His teammates at Tennessee just call him K-Dub. They're not quite sure what to make of The Future.
Maybe that's because they don't understand The Past. After packing on 55 pounds of muscle during his failed minor league baseball career, Washington had gotten faster as well as bigger than he was as a high school quarterback. Belatedly choosing football, he wrote a handful of top programs and, hoping to catch their attention, told them that he was a combination of Terrell Owens and Jerry Rice. (He had never played receiver before in his life.)
He learned how to run his routes and read defenses and then, he says, he developed "the receiver's mentality." In layman's terms that means he became a diva. Just like Michael Irvin was in his Playmaker days. Or Keyshawn Johnson was when he yapped about just wanting the damn ball. So here comes The Future.
He is brash, but not brooding, saying everything in hopes he can make you believe in him as much as he believes in himself. He punctuates sentences with multiple exclamation points, as if to say Here I come world!!! and if you ask him about anybody else, well, he just can't seem to help himself:
On Michigan State all-American wideout Charles Rogers: "He's a good player. I don't take nothing away from Charlie. He's more of a down-the-field guy, but he's not real big or physical. Now if the team wants the whole package -- the size, speed and a guy who is physical -- they're gonna be coming after me."
On former UT star Donte' Stallworth, a first-rounder with the Saints: "He's more like Charles Rogers. He's a speed guy. He's gonna do some curls and comebacks. I'm gonna kill you going deep on you and jumping over you, but also take that five-yard hitch and get you 10 more because that first guy's not gonna tackle me. That's what makes me so special."
The Future talks about how this year he's gonna take his show worldwide. Back home in Stephens City, Va., a tiny town of 1,100, his family just kind of tilts their heads at all this. "Kelley was actually really low-key," says his older brother John. "He's a quiet guy." John's talked to his younger brother about putting himself so far out on a limb, but The Future isn't about to back down now. The Future's mom, Deborah, has also talked to him about toning it down a little, but whenever she brings it up, he politely says he knows what he's doing.
"I never listen to anyone who complains that I am cocky or brash," The Future says. "They don't know what it takes to get the edge, to be fully confident in your ability to where the only person who can stop you is yourself."
The Future's best friend, Cory Goldfarb, a former clubhouse manager in the Florida Marlins system, says this is no act. "I know his teammates have been upset, but it's not a show with him," says Goldfarb. "With Kelley, what you see really is what you get."
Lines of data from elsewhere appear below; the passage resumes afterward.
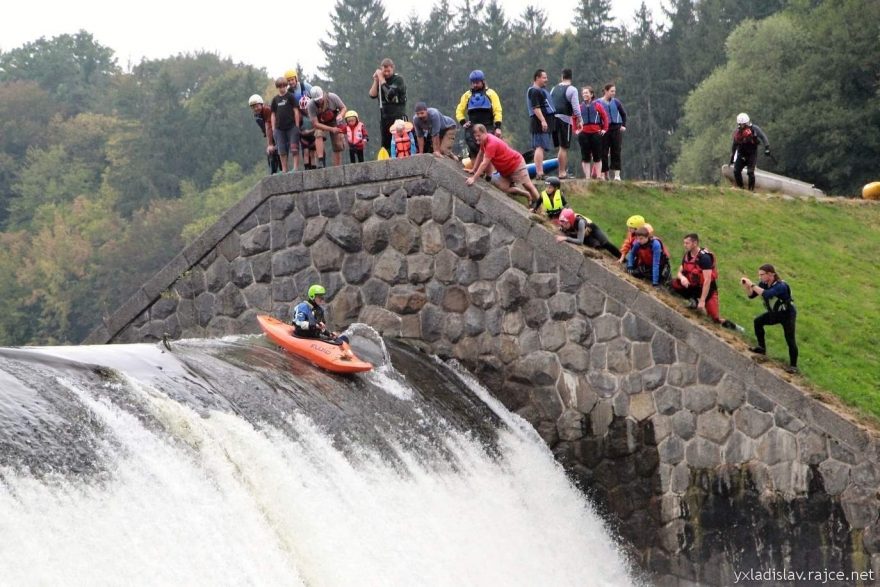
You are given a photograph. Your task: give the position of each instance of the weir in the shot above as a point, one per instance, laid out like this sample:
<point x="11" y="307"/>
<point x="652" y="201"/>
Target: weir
<point x="226" y="462"/>
<point x="705" y="462"/>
Washington says he can't wait to show his stuff against Florida. He says he probably would've caught 30 balls had he been able to play in UT's first two games against Wyoming and Middle Tennessee. But those games were just tune-ups. The Future knows he can only burnish his rep against teams like the Gators, not the Blue Raiders. After all, as a wise man once said, "big-time players come up big in big games."